Type inference in Zod
To write a type inference in Zod, you can use the infer
keyword with the typeof
operator to extract the inferred type from a Zod schema. For example, consider the following code:
import { z } from 'zod';
const userSchema = z.object({
name: z.string(),
age: z.number(),
});
const adminSchema = z.object({
name: z.string(),
role: z.literal('admin'),
});
const userOrAdminSchema = z.union([userSchema, adminSchema]);
type UserOrAdmin = z.infer<typeof userOrAdminSchema>;
const user: UserOrAdmin = {
name: 'John Doe',
age: 30,
};
const admin: UserOrAdmin = {
name: 'Jonathan Smith',
role: 'admin',
};
In this example, z.union([userSchema, adminSchema])
creates a schema that validates either a user
object or an admin
object. The UserOrAdmin
type is then used to define variables with properties that match either schema.

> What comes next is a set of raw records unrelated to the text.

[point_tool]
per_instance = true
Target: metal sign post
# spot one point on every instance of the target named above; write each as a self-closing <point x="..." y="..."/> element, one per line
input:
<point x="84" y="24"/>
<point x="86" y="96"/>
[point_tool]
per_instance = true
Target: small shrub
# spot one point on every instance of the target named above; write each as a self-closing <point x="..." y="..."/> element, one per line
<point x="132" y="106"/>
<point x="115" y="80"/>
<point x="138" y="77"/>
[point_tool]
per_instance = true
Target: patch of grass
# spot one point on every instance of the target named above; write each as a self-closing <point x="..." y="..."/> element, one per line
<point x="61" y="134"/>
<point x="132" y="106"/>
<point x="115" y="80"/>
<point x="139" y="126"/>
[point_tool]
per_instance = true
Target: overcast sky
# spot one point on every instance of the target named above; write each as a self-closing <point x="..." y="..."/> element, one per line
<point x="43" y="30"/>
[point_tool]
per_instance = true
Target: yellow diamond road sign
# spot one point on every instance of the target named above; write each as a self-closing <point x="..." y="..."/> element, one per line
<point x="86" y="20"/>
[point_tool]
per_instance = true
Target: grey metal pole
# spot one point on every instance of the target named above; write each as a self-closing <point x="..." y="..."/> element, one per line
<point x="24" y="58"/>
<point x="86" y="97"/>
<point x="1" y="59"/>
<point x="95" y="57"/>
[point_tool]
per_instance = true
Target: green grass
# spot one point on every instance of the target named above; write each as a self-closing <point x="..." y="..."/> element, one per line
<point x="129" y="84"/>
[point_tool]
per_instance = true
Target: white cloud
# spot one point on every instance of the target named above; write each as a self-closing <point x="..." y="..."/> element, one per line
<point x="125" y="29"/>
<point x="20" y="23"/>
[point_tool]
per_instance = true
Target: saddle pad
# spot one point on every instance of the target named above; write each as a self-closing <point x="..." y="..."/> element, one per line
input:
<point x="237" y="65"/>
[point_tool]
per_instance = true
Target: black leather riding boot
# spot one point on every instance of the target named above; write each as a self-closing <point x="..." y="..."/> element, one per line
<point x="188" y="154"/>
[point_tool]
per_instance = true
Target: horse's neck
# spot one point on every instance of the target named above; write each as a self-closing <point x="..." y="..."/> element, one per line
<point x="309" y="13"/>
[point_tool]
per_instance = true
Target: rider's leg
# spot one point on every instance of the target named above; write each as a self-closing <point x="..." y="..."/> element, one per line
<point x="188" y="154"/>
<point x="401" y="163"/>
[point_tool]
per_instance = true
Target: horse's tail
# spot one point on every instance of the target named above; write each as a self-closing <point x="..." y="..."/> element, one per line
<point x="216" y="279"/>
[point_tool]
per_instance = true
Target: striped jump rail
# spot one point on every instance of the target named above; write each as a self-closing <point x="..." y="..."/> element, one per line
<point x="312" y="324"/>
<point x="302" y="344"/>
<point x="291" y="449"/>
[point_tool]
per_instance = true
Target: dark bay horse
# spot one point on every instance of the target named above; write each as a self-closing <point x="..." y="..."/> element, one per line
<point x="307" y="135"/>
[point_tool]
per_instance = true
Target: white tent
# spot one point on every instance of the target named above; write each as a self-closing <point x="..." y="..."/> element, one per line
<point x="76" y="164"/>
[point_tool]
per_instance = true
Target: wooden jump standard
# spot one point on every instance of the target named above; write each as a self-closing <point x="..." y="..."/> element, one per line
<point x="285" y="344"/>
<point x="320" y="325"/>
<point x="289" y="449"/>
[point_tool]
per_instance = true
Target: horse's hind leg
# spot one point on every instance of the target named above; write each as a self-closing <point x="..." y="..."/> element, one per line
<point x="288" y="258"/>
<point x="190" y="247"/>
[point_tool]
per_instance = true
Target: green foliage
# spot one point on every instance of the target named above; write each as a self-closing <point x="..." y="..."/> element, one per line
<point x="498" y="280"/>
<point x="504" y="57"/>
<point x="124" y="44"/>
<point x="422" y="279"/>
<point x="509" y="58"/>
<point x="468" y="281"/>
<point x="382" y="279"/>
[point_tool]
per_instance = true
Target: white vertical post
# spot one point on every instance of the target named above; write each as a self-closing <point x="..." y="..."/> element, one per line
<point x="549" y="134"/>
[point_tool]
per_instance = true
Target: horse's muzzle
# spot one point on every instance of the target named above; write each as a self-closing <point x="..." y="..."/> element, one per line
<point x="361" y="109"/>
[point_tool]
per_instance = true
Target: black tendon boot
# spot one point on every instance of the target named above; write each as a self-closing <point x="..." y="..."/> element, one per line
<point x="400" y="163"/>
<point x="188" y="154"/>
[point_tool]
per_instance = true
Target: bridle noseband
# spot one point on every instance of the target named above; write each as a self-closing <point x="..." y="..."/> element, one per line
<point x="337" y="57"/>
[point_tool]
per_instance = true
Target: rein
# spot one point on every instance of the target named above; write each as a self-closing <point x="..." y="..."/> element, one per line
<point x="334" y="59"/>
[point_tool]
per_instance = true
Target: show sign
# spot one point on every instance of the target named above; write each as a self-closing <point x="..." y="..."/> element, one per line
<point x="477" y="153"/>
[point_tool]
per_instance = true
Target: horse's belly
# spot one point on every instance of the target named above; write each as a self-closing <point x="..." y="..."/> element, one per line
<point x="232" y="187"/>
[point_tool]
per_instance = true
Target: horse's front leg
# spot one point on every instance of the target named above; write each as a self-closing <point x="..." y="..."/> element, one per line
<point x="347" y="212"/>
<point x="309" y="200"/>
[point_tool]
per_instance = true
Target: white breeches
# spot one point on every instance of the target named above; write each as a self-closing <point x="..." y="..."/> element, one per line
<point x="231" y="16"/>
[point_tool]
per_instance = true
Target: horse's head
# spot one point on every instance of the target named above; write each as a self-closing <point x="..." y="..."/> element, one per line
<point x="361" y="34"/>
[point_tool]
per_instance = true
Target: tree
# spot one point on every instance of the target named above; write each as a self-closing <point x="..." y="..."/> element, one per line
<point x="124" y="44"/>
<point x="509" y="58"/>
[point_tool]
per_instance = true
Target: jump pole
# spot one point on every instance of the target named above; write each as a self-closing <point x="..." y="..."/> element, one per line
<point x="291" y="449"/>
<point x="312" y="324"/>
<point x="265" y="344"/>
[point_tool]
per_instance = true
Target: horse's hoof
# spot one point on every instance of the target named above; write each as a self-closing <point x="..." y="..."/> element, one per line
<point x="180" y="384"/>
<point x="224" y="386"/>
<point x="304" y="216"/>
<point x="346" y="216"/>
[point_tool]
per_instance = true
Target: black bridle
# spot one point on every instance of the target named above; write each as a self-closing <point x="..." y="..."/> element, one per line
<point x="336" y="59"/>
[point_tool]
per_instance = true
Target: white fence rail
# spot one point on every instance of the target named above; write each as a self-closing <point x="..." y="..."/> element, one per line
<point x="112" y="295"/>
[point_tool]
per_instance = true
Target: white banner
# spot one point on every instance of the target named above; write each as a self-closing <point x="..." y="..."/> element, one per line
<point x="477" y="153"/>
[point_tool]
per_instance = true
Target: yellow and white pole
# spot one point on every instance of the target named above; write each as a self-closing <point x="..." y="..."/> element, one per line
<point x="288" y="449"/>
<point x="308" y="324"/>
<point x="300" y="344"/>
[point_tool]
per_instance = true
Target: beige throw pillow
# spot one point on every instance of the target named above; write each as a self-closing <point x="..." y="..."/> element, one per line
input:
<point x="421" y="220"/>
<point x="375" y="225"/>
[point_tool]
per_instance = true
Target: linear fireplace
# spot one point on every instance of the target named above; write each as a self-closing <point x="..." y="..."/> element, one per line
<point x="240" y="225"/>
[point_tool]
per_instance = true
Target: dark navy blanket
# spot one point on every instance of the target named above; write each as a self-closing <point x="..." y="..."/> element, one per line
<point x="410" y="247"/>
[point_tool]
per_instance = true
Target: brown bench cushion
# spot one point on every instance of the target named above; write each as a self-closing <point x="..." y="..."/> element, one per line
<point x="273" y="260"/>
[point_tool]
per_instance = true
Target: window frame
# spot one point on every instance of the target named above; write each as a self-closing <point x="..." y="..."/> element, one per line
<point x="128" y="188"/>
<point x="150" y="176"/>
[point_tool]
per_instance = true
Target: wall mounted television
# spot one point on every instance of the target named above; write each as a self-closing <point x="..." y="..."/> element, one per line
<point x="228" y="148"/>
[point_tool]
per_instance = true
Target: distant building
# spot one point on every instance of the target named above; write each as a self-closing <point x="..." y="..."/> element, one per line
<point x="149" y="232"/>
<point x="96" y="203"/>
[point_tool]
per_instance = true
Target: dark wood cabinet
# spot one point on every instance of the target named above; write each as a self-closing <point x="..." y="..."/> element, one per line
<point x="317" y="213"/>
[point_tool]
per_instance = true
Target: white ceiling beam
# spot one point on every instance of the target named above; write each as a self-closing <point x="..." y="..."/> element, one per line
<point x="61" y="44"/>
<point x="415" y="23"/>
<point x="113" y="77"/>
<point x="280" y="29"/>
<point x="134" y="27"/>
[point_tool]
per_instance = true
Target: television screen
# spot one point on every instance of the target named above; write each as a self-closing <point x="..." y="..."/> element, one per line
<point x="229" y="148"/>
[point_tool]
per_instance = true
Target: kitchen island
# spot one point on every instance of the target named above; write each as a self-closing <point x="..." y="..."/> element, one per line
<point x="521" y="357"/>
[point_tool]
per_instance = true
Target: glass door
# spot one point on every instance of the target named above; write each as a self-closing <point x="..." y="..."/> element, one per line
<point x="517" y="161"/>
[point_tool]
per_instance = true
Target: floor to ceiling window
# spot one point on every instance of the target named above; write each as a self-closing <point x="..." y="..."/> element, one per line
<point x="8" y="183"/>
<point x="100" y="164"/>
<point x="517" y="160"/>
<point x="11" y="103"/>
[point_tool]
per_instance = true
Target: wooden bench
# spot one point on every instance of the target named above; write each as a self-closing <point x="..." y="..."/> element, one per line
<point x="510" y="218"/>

Customizing error messages
Zod allows you to customize some common error messages when creating a schema. For example, you can customize the error message for a required field in a number schema using the required_error
option:
const age = z.number({
required_error: "Age is required",
invalid_type_error: "Age must be a number",
invalid_age: "Age must be larger than 13",
});
This will override the default error message for a missing value in the number schema.
Zod's errorMap
method allows you to map specific errors to custom messages. This can be useful for providing more descriptive error messages or translating error messages into different languages. To use the errorMap
method, you can define a function that takes an error object and returns a custom message for each error path. For example, the following code creates a schema that validates an email address and maps the default error message to a custom message.
import { z } from 'zod';
const emailSchema = z.string().email().errorMap((error) => {
if (error.path === 'email') {
return { message: 'Please enter a valid email address' };
}
return { message: 'Invalid input' };
});
This schema can then be used to validate input data during runtime. If the input data does not match the schema, an error will be thrown with the custom error message.
Conclusion
In conclusion, Zod provides several benefits such as static type inference for data structures, flexibility in schema design, minimal code requirements for validation, prevention of garbage values from being sent to databases, and developer-friendly error handling mechanisms that avoid common human errors in validators.